China’s Health-for-All, a glimpse in six stories
Making anti-cancer drugs affordable and effective
To Sun Piaoyang, chairman of Jiangsu Hengrui Medicine, a leading manufacturer of antineoplastic drugs, and also a deputy to the 13th National People's Congress, the mission of China's top pharmaceutical companies is to provide effective medicines that ordinary people can afford.
China reported 3.929 million new cases of malignant tumors and 2.338 million cancer-related deaths in 2015, with annual healthcare expenditures surpassing 220 billion yuan. With tens of millions of Chinese families affected by cancer, Premier Li Keqiang said in the Government Work Report this year that China will take action in cancer prevention and treatment, promote preventive screening, provide early diagnosis and treatment, and achieve breakthroughs in cancer research to ease this pain on people's lives.
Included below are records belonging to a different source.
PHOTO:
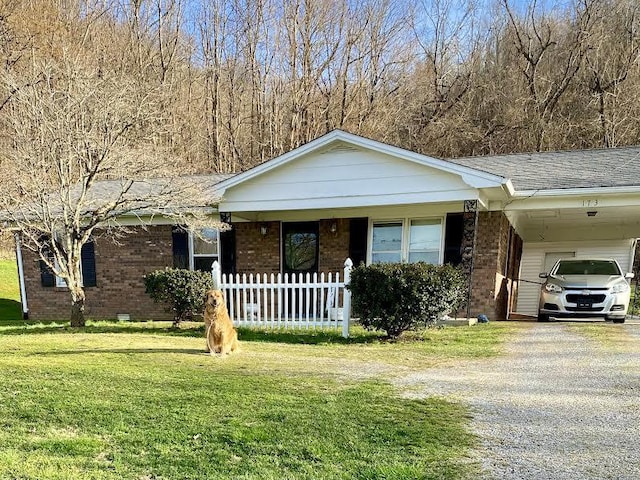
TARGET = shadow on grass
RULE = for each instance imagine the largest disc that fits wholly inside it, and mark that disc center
(10, 312)
(126, 351)
(292, 337)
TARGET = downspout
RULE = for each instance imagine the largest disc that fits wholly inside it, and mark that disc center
(23, 290)
(632, 255)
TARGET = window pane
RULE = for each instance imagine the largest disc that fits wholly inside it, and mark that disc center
(425, 241)
(385, 257)
(429, 257)
(387, 237)
(203, 263)
(210, 246)
(300, 250)
(425, 235)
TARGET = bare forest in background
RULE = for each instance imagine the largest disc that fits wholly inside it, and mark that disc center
(237, 82)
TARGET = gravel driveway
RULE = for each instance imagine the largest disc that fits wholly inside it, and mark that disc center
(557, 406)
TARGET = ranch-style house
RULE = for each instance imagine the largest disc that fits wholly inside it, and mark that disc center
(505, 218)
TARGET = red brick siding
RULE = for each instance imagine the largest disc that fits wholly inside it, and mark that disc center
(261, 254)
(490, 287)
(120, 288)
(334, 246)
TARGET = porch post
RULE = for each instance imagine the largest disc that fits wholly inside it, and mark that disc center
(469, 234)
(346, 305)
(215, 275)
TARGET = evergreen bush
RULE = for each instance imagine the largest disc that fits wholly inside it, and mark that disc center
(395, 297)
(181, 290)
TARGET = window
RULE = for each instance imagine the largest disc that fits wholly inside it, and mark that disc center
(300, 247)
(204, 249)
(387, 243)
(409, 240)
(87, 272)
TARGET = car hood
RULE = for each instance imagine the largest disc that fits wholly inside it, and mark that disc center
(586, 281)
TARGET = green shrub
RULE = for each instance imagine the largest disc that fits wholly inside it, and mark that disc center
(395, 297)
(182, 290)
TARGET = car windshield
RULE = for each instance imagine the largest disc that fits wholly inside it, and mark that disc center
(587, 267)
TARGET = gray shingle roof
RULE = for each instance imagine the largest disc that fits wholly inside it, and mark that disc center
(605, 167)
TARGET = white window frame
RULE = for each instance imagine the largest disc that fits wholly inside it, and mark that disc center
(60, 282)
(406, 236)
(193, 255)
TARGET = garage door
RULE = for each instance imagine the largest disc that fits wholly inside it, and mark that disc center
(536, 258)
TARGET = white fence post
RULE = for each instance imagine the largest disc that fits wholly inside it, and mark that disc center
(346, 307)
(215, 275)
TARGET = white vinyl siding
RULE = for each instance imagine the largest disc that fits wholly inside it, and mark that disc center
(533, 262)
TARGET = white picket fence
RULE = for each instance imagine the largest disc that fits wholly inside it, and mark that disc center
(305, 301)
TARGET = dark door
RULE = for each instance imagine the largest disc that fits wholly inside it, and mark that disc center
(300, 242)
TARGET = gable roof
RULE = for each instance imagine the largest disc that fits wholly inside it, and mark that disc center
(471, 175)
(597, 168)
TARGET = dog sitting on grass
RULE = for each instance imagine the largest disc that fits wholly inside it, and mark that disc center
(221, 337)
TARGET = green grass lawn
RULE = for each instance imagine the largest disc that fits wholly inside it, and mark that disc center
(141, 401)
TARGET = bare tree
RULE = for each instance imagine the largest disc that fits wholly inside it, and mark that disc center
(81, 148)
(551, 51)
(614, 53)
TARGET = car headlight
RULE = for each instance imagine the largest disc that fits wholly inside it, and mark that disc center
(552, 288)
(620, 287)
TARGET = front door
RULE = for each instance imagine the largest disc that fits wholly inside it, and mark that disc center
(300, 246)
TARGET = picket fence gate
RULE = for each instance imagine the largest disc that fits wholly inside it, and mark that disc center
(304, 301)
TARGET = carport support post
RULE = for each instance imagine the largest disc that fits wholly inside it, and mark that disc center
(346, 305)
(469, 235)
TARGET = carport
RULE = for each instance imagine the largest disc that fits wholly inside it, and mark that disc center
(572, 203)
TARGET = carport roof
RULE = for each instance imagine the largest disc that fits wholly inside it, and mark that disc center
(605, 167)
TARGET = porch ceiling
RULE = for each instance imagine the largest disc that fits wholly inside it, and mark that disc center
(378, 212)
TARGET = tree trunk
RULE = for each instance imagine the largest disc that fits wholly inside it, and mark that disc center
(77, 309)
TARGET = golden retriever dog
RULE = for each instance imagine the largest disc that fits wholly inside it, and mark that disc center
(221, 337)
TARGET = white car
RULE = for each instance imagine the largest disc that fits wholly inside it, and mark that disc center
(585, 287)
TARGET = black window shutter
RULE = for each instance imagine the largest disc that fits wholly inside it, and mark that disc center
(358, 234)
(180, 247)
(88, 262)
(228, 251)
(227, 246)
(47, 277)
(453, 239)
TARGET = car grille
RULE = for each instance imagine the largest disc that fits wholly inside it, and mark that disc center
(576, 298)
(585, 309)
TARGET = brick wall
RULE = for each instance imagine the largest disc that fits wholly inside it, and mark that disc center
(256, 253)
(490, 287)
(120, 288)
(334, 246)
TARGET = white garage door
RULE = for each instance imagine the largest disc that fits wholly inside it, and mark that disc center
(536, 258)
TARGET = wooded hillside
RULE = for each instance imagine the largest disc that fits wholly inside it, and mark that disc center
(236, 82)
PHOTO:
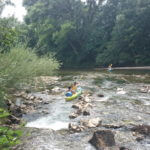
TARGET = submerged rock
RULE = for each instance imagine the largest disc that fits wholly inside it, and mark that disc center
(73, 115)
(92, 123)
(86, 112)
(100, 95)
(75, 128)
(142, 129)
(103, 139)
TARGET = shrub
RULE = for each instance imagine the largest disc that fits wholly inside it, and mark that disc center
(20, 64)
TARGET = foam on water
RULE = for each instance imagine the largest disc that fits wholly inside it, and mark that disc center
(46, 123)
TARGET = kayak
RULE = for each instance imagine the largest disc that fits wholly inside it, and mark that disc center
(74, 96)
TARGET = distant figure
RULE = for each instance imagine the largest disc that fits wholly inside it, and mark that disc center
(69, 92)
(110, 67)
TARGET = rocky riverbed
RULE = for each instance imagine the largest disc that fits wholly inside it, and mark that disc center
(112, 113)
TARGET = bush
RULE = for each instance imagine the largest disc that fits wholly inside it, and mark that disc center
(20, 64)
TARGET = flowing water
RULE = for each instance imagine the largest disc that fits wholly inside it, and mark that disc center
(123, 105)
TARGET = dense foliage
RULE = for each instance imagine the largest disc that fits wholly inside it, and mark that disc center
(8, 137)
(95, 32)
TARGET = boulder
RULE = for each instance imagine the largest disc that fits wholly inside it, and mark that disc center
(75, 128)
(142, 129)
(103, 139)
(86, 112)
(92, 123)
(100, 95)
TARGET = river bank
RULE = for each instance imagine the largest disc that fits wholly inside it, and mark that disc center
(120, 101)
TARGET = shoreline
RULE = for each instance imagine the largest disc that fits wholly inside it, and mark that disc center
(126, 68)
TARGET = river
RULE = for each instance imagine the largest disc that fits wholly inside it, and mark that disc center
(125, 103)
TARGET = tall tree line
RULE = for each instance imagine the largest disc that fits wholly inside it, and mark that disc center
(90, 33)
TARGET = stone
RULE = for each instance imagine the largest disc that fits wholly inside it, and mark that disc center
(73, 116)
(100, 95)
(142, 129)
(45, 112)
(103, 139)
(86, 113)
(92, 123)
(75, 128)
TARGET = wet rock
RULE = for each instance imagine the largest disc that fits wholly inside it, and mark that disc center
(113, 126)
(32, 97)
(56, 89)
(14, 120)
(145, 89)
(142, 129)
(77, 105)
(73, 115)
(45, 112)
(86, 112)
(103, 139)
(92, 123)
(139, 139)
(45, 103)
(86, 99)
(100, 95)
(75, 128)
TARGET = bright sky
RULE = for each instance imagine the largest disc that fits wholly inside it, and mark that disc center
(18, 10)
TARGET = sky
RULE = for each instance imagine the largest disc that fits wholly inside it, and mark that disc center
(18, 10)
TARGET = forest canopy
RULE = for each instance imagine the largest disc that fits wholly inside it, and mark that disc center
(85, 33)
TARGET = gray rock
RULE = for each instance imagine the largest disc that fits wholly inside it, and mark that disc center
(103, 139)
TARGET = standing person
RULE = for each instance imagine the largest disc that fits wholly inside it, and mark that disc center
(74, 87)
(110, 67)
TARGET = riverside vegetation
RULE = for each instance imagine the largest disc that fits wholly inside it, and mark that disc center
(74, 32)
Sun said the state is providing more and more support to pharmaceutical companies. The central government has invested nearly 20 billion yuan in a special program to develop innovative drugs and also driven investment of nearly 200 billion yuan from regional governments into the sector, resulting in the production of 38 new Class I drugs. China has also stepped up reform on evaluation and approval of new medicines, giving the go-ahead to 18 new anti-cancer drugs in 2018, among which five were developed in the country. The time needed to approve new drugs has been slashed by half. More anti-cancer drugs have reduced prices through negotiations between the administration and pharmaceutical companies and are included on the country's medical insurance reimbursement list. In 2018, 17 cancer drugs widely used in tumor treatment were included in China's national basic healthcare system, resulting in an average price cut of 56.7 percent. By the end of the year, a total of 44,600 patients benefited from the move, which led to a 75 percent drop in personal expenditures after reimbursement from the medical insurance fund.
Research and development of domestic generic drugs is also on a fast track. Take Gleevec as example: the drug, used to treat leukemia, is sold at 23,000 yuan a bottle in China, but the domestic generic version costs only one-tenth of that. Chinese patients can now pay much less as the drug has been added to the medical insurance reimbursement list, making this effective drug more affordable. In 2018, China reported 169 institutes undertaking cancer clinical trials, among which 88 percent were domestic projects, far more than foreign-funded companies.